Elles sont très impatientes, c’est vrai, et je les comprends. Mais les Jeux Olympiques ne seront qu’au milieu de l’été, ce qui laissera quand même deux mois et demi pour se préparer entre l’annonce et la course. Il y a beaucoup de frustration et d’anxiété de par la situation, je le devine et le comprends. C’est une décision qui n’est pas facile à prendre. Mais je l’assumerai. Et je sais que la fille que je sélectionnerai aura le temps de bien se préparer pour cet objectif.

« LES QUALITÉS DE GRIMPEUSE SERONT FORCÉMENT IMPORTANTES »

Quels sont tes critères de sélection ?
Forcément, ça mérite une grille de lecture complète, qui comprend les résultats bruts, le comportement en course, et les références des années passées sur les courses montagneuses. Le circuit sera très difficile, avec 2800m de dénivelé. Ce n’est pas à négliger.

Avais-tu échangé avec les filles pour leur expliquer ces critères de sélection ?
Elles avaient toutes reçu un email explicatif leur précisant ce qu’on attendait d’elles. La priorité a été donnée aux épreuves WorldTour, qui sont primordiales. Mais je devais aussi prendre en compte le rôle de chacune dans leur équipe. Certaines sont leaders, d’autres sont équipières et doivent faire le travail en amont et n’ont pas toujours la possibilité de faire un résultat. Il faut y penser aussi. Et, encore une fois, les qualités de grimpeuse seront forcément importantes aussi, étant donné le parcours proposé à Tokyo.

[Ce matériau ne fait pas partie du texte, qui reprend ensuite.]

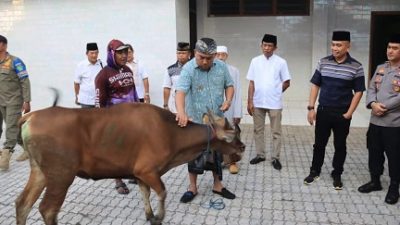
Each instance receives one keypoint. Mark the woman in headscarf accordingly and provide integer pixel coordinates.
(114, 84)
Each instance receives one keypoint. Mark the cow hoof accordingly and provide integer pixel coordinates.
(155, 221)
(149, 217)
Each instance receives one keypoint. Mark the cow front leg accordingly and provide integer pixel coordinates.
(145, 190)
(161, 208)
(154, 181)
(53, 199)
(32, 191)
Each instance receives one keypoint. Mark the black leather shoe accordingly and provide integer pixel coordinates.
(337, 182)
(369, 187)
(276, 164)
(392, 197)
(256, 160)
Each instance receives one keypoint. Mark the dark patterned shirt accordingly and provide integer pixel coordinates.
(337, 81)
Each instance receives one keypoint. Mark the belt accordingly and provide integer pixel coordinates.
(334, 109)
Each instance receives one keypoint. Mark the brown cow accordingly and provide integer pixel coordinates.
(123, 141)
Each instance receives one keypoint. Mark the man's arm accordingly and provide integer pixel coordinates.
(26, 92)
(146, 90)
(76, 89)
(311, 102)
(353, 105)
(250, 94)
(229, 91)
(285, 85)
(181, 115)
(166, 94)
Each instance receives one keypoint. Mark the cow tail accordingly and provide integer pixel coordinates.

« JE VAIS EMMENER LA FILLE QUI PRÉSENTE LES MEILLEURES QUALITÉS À L’INSTANT-T »

Audrey Cordon-Ragot a déjà participé deux fois aux Jeux Olympiques. Est-ce une donnée que tu vas prendre en compte ?
Non, pas du tout. Je ne prends pas trop en compte ce genre de choses. Je ne me dis pas que ça peut être un atout supplémentaire d’avoir l’expérience d’Audrey comme elle connaît déjà les Jeux. D’autant que cette année, on ne sera même pas au village olympique et on retrouvera un format classique de déplacement, identique à n’importe quelle course du calendrier. Mais ce n’est pas un désavantage non plus pour Audrey, dans le sens où je ne me dis pas qu’elle a déjà participé et qu’il faut donc nécessairement donner sa chance à une autre fille. Je ne raisonne pas comme ça.

L’âge des filles peut-il rentrer en compte, dans le sens où Juliette Labous et Evita Muzic représentent l’avenir du cyclisme français tandis qu’Audrey Cordon-Ragot est plus proche de la fin de sa carrière que du début ?
Non. Ce n’est pas du tout un critère de sélection non plus. Je n’ai jamais trop aimé le fait de forcément prendre des jeunes pour préparer l’avenir. Si on suit ce raisonnement-là, on est toujours en train de préparer l’avenir et on ne se concentre jamais totalement sur le présent. Je vais emmener la fille qui, selon moi, présente les meilleures qualités à l’instant-T pour réaliser le meilleur résultat possible le Jour-J. C’est tout. J’ai toujours raisonné de cette façon-là. C’est pour ça, par exemple, que j’avais emmené Edwige Pitel au Mondial d’Innsbruck. Le circuit correspondait à ses qualités de grimpeuse et il n’aurait pas été normal de ne pas lui donner sa chance. L’âge, l’expérience ou la projection à plus long terme ne seront pas des critères.